Microexplosions the ‘smoking gun’ behind coronal temperature

A possible explanation of how the upper part of the Sun’s atmosphere can be thousands of times hotter than its surface is described in a paper published online in Nature Astronomy this week. The study describes the detection of very hot solar plasma above an active region of the Sun that exhibits no eruptive activity, suggesting the presence of nanoflares.

The upper part of the solar atmosphere - the solar corona - is several million degrees Kelvin hotter than the visible solar surface, the photosphere. Determining the mechanism behind this temperature disparity, and how the solar corona becomes so hot, is one of the main objectives of solar physics. Solar eruptions (flares) inject a great amount of energy in the corona, but they are too infrequent to maintain its temperature. However, as solar flares become less energetic, they become more frequent, so it has been suggested that a large number of very faint flares (nanoflares) could be enough to heat the corona. But, until now, these explosions have been too small to be detected with current instruments.

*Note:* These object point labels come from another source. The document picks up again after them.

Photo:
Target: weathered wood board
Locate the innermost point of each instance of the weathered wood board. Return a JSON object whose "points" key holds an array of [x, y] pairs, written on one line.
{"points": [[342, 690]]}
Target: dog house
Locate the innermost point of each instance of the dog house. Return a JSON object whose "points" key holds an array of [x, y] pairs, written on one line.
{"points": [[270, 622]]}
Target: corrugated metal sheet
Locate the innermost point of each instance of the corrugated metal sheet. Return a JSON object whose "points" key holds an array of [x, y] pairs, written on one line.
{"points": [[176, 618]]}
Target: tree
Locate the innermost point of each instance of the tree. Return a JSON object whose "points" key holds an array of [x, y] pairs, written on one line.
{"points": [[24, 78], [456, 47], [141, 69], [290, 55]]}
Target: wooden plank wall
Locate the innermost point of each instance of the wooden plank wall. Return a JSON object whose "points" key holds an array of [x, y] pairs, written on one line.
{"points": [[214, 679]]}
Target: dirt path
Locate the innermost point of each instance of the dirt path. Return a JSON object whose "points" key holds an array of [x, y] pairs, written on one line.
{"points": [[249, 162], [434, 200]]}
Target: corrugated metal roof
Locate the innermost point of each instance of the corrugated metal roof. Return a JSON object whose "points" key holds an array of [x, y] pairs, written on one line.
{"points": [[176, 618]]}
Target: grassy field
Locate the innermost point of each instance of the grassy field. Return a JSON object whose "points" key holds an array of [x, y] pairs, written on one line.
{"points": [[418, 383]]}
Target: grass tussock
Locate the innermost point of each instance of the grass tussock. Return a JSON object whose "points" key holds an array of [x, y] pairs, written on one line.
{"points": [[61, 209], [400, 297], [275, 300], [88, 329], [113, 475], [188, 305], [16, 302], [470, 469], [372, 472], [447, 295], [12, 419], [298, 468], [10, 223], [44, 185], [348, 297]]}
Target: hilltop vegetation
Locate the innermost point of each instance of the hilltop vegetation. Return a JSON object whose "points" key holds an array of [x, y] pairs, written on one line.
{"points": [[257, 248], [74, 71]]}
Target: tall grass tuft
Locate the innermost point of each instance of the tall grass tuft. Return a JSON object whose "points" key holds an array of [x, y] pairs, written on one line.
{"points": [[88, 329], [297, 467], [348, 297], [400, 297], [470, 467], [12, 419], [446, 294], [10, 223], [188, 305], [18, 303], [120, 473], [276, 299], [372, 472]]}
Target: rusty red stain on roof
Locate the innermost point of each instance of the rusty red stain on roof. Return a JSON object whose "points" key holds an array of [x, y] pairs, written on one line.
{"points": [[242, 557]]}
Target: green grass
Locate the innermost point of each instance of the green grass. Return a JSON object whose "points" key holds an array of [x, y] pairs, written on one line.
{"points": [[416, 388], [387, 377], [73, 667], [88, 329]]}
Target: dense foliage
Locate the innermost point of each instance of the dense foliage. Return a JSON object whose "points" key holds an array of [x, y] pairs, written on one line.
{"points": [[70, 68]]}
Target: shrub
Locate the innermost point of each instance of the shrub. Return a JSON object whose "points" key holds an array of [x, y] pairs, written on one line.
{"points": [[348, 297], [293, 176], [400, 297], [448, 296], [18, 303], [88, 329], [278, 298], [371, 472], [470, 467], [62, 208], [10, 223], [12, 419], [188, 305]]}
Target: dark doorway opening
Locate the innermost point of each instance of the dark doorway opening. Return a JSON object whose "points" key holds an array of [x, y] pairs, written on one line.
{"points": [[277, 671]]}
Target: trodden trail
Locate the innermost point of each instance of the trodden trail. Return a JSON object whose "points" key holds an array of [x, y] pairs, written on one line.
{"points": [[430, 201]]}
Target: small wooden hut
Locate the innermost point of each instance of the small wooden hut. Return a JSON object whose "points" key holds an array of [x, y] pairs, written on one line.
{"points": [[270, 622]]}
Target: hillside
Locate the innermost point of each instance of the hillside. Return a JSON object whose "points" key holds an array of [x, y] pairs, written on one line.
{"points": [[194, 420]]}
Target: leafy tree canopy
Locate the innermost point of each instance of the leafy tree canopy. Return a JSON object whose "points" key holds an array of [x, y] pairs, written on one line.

Here, Shin-nosuke Ishikawa and colleagues analyse X-ray measurements of active regions of the Sun taken by the FOXSI-2 sounding rocket. They identify very energetic X-rays, a signature of plasma heated at more than 10 million Kelvin, over a region that does not show any visible flaring activity. The authors conclude that such heated plasma could be generated only by the action of nanoflares.

These observations open the way to more targeted X-ray observational campaigns by future instruments, like the NuSTAR spacecraft or the next launches of FOXSI. Increasing the number of observations of these heating events will allow a better understanding of the role that nanoflares play in coronal heating.